I s the marketing hype killing Jelly, the new Q&A app?
When a social media network or app reaches prominence, you can bet there’s also a sea of marketers thinking “How can I utilize this as a brand?” Typically, this comes after the network has had a chance to build a large user base (Snapchat is a recent example). In Jelly’s case, that buzz started on day one.
Wait, what’s Jelly? Can I eat it?
If you haven’t used Jelly (and maybe even if you have), you’re probably wondering what all the fuss is about – and that’s part of the problem. In a nutshell (jar?), Jelly is a Q&A crowdsourcing app, fueled by Facebook and Twitter, where your friends can answer questions just like this. Thing is, Jelly has received most of its headlines from the fact that the startup’s CEO is Biz Stone, co-founder of Twitter.
Vine’s got Twitter pedigree and that’s doing great, isn’t it?
Indeed. Vine had its one year anniversary on Friday, and despite initial criticism, it’s been something of a surprise success. That puts a lot of pressure and media attention on Jelly – before it has an established user base, and before it’s had time to come into its own. Most of the articles out there right now are putting Jelly at 28,275 users on the day of launch (January 7th). That’s not too shabby for the first day, but it’s still only a drop in the bucket, and the surge of new users has reportedly trended downward following launch.
At the end of last year Facebook had 1.19 billion users, and Twitter had around 232 million. Without these networks Jelly doesn’t really work, because the app doesn’t have its own user pool. Instead of connecting you to other Jelly users, the app draws on your Facebook and Twitter contact lists. You can post a question and forward it manually elsewhere, but if none of your friends have the app (a likely scenario at this point), your home screen will look like this:
Okay. But how is the marketing hype killing Jelly?
When a social network launches, users tend to flock to it gradually. They bring their friends, and the platform spreads from there – then, once it’s sufficiently popular, it’s time for the marketers to get creative with a business presence. This happened somewhat in reverse with Jelly. A week after launch, Mashable – which is popular in business circles – posted about a few prominent brands experimenting with Jelly. It didn’t take long for the “5 ways to use Jelly as a brand” type articles to appear, and before long there were brands flooding in from everywhere, trying to figure out how to leverage Jelly for their business.
David Meyer over at Gigaom had this to say about the current state of Jelly:
“As a rough guess, going on how it currently feels to use Jelly, I would say that 1 in 7 “questions” are tentatively trying to big up a brand or drive traffic to a site or post (around the same number are good questions, and the rest are just people messing around).”
Social media is great, but it can create echo chambers. As social media marketers, we’re eager to find new ways to connect with our audience – sometimes a little too eager. It’s important for brands to have a social media presence, but it’s also important for the brand-to-user ratio to be weighted heavily on the side of users. Right now, that isn’t the case with Jelly – and that’s a problem.
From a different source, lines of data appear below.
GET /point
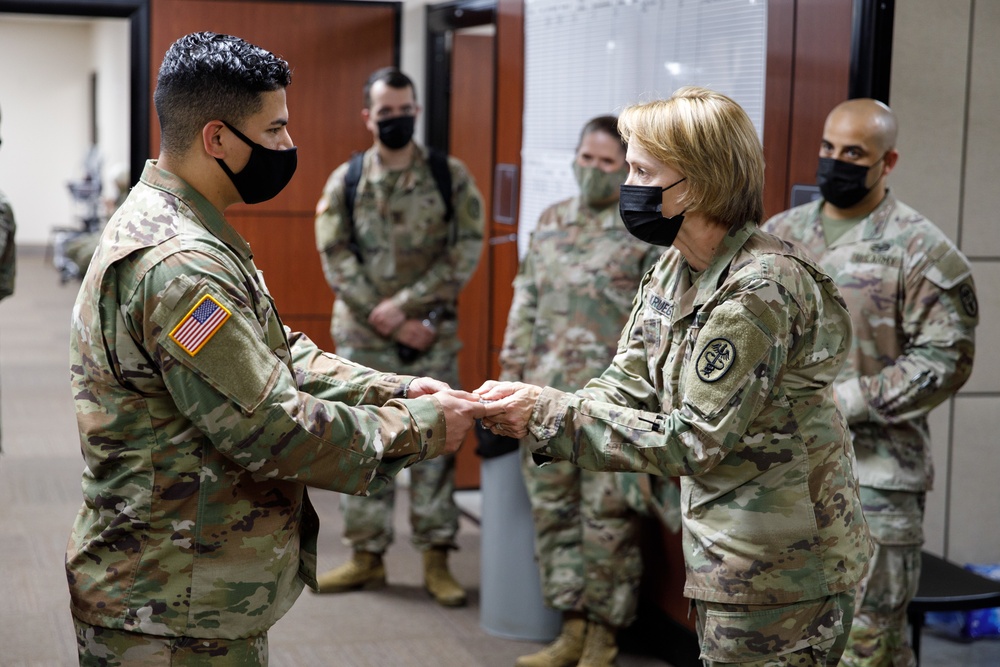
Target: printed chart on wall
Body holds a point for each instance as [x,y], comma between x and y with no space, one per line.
[584,58]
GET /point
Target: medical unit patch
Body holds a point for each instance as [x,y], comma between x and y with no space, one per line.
[199,325]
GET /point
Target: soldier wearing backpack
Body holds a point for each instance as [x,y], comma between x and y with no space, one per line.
[399,230]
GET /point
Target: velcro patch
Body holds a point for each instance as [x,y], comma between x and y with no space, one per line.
[715,360]
[735,345]
[200,324]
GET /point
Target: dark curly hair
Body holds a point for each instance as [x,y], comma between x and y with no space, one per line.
[206,76]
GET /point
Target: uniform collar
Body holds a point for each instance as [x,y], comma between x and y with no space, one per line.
[206,214]
[870,228]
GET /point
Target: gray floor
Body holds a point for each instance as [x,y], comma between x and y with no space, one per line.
[39,495]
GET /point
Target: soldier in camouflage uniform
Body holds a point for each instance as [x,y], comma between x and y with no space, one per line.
[202,418]
[397,266]
[724,376]
[572,294]
[8,258]
[913,303]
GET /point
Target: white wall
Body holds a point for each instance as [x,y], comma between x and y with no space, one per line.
[111,58]
[44,96]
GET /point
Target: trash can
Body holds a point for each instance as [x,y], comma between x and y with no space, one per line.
[511,595]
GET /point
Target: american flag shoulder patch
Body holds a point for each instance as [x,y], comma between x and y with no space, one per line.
[200,324]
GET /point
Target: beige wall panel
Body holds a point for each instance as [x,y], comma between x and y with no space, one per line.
[936,517]
[986,370]
[980,236]
[928,93]
[975,494]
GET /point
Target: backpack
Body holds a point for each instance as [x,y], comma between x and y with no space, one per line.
[438,163]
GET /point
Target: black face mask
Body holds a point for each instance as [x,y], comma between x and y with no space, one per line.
[266,173]
[842,183]
[641,209]
[394,133]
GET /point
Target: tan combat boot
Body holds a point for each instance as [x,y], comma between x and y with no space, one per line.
[600,647]
[565,651]
[365,571]
[438,580]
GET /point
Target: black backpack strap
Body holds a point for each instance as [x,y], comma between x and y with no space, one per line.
[442,177]
[351,180]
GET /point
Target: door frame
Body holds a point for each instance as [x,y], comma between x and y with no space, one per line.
[137,13]
[441,21]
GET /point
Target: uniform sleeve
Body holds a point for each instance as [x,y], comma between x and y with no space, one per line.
[221,374]
[446,278]
[330,377]
[520,319]
[939,316]
[615,424]
[344,273]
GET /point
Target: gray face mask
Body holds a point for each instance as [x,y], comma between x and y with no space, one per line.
[598,188]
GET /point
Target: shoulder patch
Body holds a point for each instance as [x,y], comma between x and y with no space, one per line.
[715,360]
[200,324]
[969,301]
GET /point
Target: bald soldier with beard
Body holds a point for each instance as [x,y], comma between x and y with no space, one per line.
[913,305]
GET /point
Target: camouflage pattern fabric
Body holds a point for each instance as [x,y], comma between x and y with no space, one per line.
[725,378]
[408,248]
[572,294]
[368,522]
[879,636]
[104,647]
[8,258]
[806,634]
[413,255]
[202,418]
[913,303]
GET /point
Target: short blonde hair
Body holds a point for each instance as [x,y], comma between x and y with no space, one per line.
[710,140]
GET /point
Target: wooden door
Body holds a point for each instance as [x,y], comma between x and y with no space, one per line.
[470,139]
[808,73]
[332,48]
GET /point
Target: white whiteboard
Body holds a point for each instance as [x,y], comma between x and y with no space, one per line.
[584,58]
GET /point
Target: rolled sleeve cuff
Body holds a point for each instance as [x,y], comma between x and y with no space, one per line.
[852,401]
[428,419]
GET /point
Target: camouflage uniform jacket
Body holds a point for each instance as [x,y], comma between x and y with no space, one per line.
[913,303]
[195,520]
[726,380]
[410,253]
[8,258]
[573,291]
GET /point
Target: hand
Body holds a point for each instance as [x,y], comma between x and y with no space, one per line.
[414,334]
[426,386]
[511,406]
[386,317]
[461,410]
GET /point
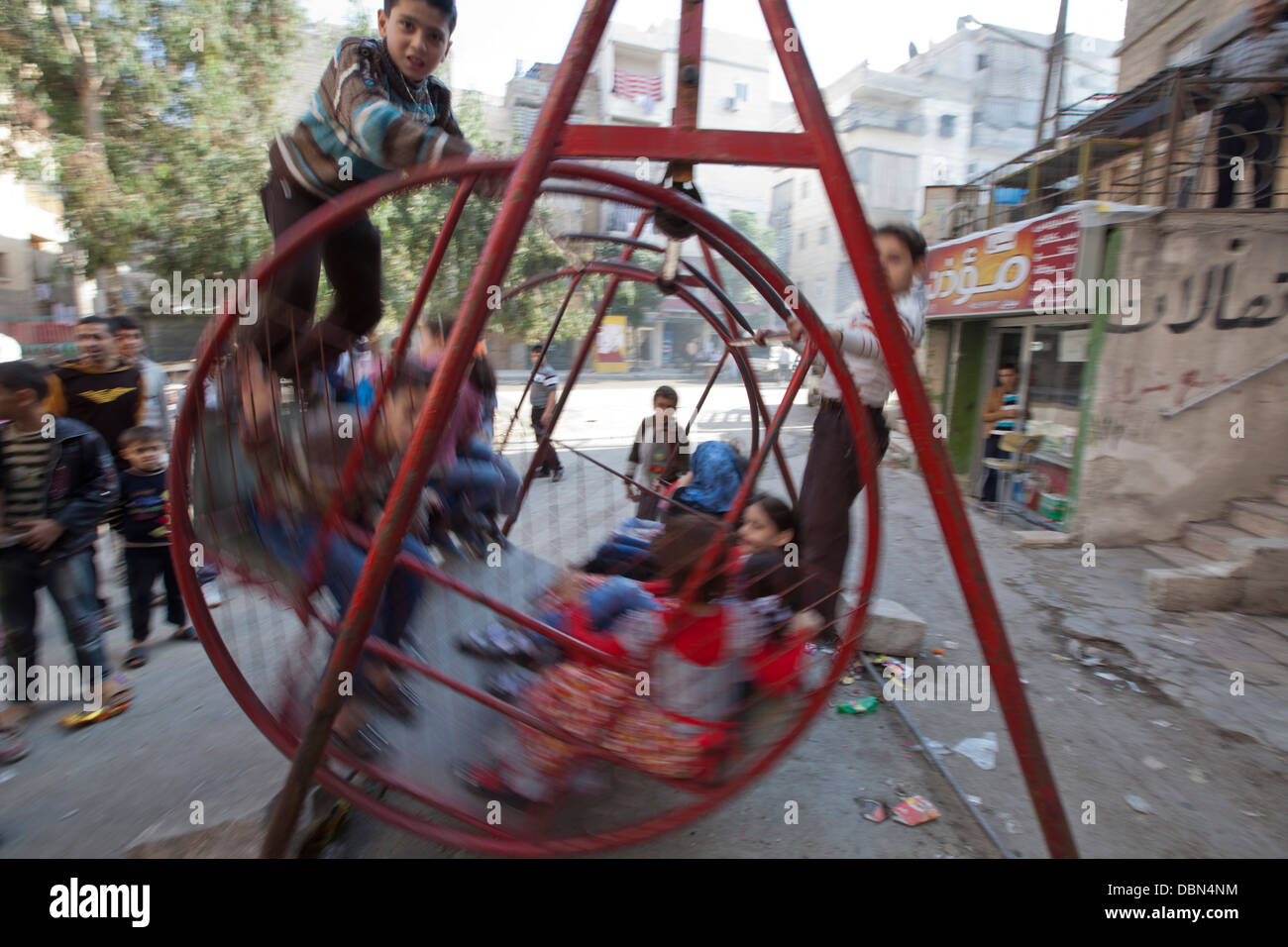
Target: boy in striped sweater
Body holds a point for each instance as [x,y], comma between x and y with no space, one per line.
[377,107]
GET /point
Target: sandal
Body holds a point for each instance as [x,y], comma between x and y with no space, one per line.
[117,702]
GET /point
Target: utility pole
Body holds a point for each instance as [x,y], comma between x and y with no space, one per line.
[1055,76]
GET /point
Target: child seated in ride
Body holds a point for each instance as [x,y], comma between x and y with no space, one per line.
[771,579]
[297,466]
[677,718]
[708,487]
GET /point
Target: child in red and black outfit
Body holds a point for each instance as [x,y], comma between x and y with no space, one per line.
[146,523]
[668,453]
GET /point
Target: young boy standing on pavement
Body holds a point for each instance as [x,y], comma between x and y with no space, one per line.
[129,346]
[56,484]
[831,480]
[545,388]
[377,108]
[146,523]
[668,453]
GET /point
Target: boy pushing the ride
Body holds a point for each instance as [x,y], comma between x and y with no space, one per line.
[831,480]
[378,107]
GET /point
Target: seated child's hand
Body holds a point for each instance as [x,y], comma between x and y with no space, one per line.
[805,625]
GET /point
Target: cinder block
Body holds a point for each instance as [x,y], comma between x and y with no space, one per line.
[1193,589]
[893,629]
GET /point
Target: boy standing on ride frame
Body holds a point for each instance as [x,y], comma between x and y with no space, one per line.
[831,480]
[377,108]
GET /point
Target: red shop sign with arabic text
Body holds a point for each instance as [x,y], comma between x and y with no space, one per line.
[995,270]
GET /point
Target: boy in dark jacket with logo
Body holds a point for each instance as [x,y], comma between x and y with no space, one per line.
[56,483]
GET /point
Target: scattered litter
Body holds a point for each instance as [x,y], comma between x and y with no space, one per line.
[864,705]
[914,809]
[1137,804]
[936,748]
[979,750]
[875,810]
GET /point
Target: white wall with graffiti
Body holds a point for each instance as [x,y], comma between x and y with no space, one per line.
[1215,308]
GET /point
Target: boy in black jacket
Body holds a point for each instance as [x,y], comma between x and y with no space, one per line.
[56,483]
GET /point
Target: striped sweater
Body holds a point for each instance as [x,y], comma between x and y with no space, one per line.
[366,120]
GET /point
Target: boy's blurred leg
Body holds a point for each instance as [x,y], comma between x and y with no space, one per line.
[174,611]
[20,579]
[352,260]
[828,488]
[71,583]
[287,304]
[142,567]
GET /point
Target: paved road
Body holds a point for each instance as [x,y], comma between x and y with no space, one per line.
[1211,784]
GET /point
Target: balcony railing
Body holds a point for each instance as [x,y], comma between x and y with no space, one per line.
[1167,144]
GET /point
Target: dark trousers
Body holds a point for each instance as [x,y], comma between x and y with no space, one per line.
[284,334]
[142,566]
[829,486]
[992,449]
[1250,131]
[71,585]
[548,460]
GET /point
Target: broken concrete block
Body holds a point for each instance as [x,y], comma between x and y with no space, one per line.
[1194,587]
[893,629]
[1265,596]
[1042,538]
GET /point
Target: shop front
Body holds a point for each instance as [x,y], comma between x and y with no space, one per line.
[1017,296]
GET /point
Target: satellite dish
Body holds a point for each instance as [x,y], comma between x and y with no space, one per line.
[9,350]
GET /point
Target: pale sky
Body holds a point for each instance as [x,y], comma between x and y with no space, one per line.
[836,35]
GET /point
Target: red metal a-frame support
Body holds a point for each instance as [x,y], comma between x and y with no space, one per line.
[684,144]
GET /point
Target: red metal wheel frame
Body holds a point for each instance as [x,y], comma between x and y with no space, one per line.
[326,218]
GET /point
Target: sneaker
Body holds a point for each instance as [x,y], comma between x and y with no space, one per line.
[210,591]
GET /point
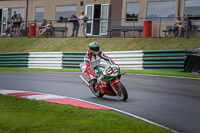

When your new social app is mostly riddled with brands trying to figure out their next step in marketing, you run the risk of alienating all the normal users straight off the platform.
What’s the general reaction to Jelly right now?
It might seem unfair to judge Jelly when it hasn’t even been out for a month, but that’s part of the app’s core dilemma; it was born in the spotlight, and that’s where it’s going to have to mature – growing pains and all.
And there will be growing pains. When I first installed the app, I only connected Facebook, assuming I could connect Twitter later. Not so much. The app was patched last week to address that particular issue, but if you sign in with the wrong account for some reason, too bad. From the website’s FAQ: “We currently do not support the ability to remove a social network once authenticating it.”
It’s pretty clear that brands are loving Jelly. Mashable called the app a “new play toy for brands,” and that’s right on the money. User reviews, on the other hand, aren’t particularly glowing at the moment. Jelly has a 2.5 average on the Apple Store, and a 3.3 in the Google Play Store, with most users agreeing, “Neat idea, but kind of useless right now.”
At its core, Jelly is an attractive concept. You snap a picture, ask a question, and wait for the answers to roll in from your friends. You’ll get your answers faster on Google (and possibly more reliably – mark my words, the “loljelly” posts are coming), but Biz Stone’s vision for Jelly is a social search – one that’s more entertaining, and more personal than the search we’re used to.
Whether or not that vision comes true remains to be seen – right now, Jelly has a lot of growing up to do, and it might be wise for marketers to let it do just that.
No wine (Jelly) before its time, right?